Survivor Stories / Historias de sobrevivientes

There was nowhere she could hide.

Xiomara* grew up in a small rural village in Honduras near the Salvadoran border. As a child, Xiomara dreamed of becoming a teacher, but her parents couldn’t afford for her or her siblings to continue school past sixth grade. Xiomara persevered. She began working for one of her former teachers and eventually, she was able to return to school. Xiomara attended school through eighth grade, which was further than anyone in her family had gotten. Then she met the man who would become the father of her children and was forced to drop out.

When Xiomara was pregnant with her second child, her partner left to work in the city of San Pedro Sula. For a few months, he sent his earnings back home to Xiomara and their children. Then she stopped hearing from him. It was like he had disappeared. Without her partner’s income, Xiomara had to find a job outside of the home. This was not common for women in her community, but she was determined to provide for her children.

Xiomara found work washing clothes in the closest large town, which was an hour away by foot. The route was treacherous – narrow, mountainous, and almost never traveled by women alone. But Xiomara made this journey nearly every day of the week. Usually, she didn’t see a single other person.  

But one morning, Xiomara was stopped during her trip by two men. Although their faces were covered, Xiomara could tell from their tattoos that they were part of a dangerous gang. She tried to run, but the men caught her and raped her.

After this brutal assault, they warned her, “Don’t tell your brother that this happened.” Xiomara knew that they were referring to her brother Wilmer*, who worked for the Honduran government helping the ruling party provide humanitarian aid in rural areas.

The gang members also ordered Xiomara not to report the attack to the police. “Don’t even think about it,” they said. “We know you have two children.”

Xiomara made it home, traumatized but alive. But within days, she began receiving written threats from the gang, reminding her not to go to the police and making threats against her, her children, and her parents. They knew details about her family. Sometimes she would see the gang patrolling her neighborhood.

Xiomara was terrified. The gang was powerful and had networks operating throughout the entire country. Even if she left her family and her hometown, she knew they’d be able to track her down. There was nowhere she could hide.

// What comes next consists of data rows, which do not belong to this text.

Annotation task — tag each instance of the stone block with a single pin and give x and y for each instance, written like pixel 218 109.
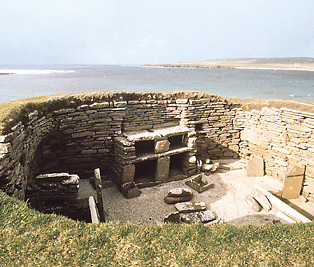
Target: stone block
pixel 198 184
pixel 172 218
pixel 128 174
pixel 162 169
pixel 177 195
pixel 161 146
pixel 255 167
pixel 187 207
pixel 130 190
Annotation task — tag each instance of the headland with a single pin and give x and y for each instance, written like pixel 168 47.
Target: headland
pixel 293 63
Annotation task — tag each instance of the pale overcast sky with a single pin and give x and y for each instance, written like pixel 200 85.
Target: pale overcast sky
pixel 144 31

The gang terrorized Xiomara’s family for months. Eventually, she realized that Honduras would never be a safe place for her, and that she had to leave. Xiomara took her children and fled north. They arrived in the United States in 2016. The gang continued to threaten Xiomara’s family even after she had left. Fearing for their safety, and inspired by Xiomara’s courage, some of her siblings decided to make the arduous journey north as well.

Xiomara recently won asylum for herself and her children, who are now eight and 10 years old. They are living in the Bay Area, where Xiomara has a good job in a restaurant. Her siblings have found safety here, too. Since being granted asylum, Xiomara’s priority is her family. She wants to ensure that her children thrive in school and have access to a future that is free from fear and violence.

*Name changed to protect anonymity. This story is not matched with Xiomara’s portrait.

Photo credit: Mario Tama/Getty Images

We must fight for all women who yearn to be free.

By Fauziya Kassindja

I was the youngest daughter in my family. Growing up in Togo, West Africa, our parents always encouraged my sisters and me to make our own decisions. We all attended school to learn English and help with my father’s business, which was not common in our area.

When I was 16, everything changed. My father died and my aunt moved into our house, sending my mother away. My aunt forced me to stop attending school. Soon, a man started visiting our home. My aunt told me that he was 45 years old and that he wanted to marry me. When I protested, she told me not to worry, that my love for him would grow after I underwent kakiya, genital cutting.

I was horrified.

I had already lost my parents and my education. Now, I might completely lose my freedom. I didn’t know what to do, but I knew that I could not marry this man and undergo kakiya. When I was eventually forced to go through the marriage ceremony, I refused to sign the marriage certificate. I was only a teenager, but I knew what this would mean for my life.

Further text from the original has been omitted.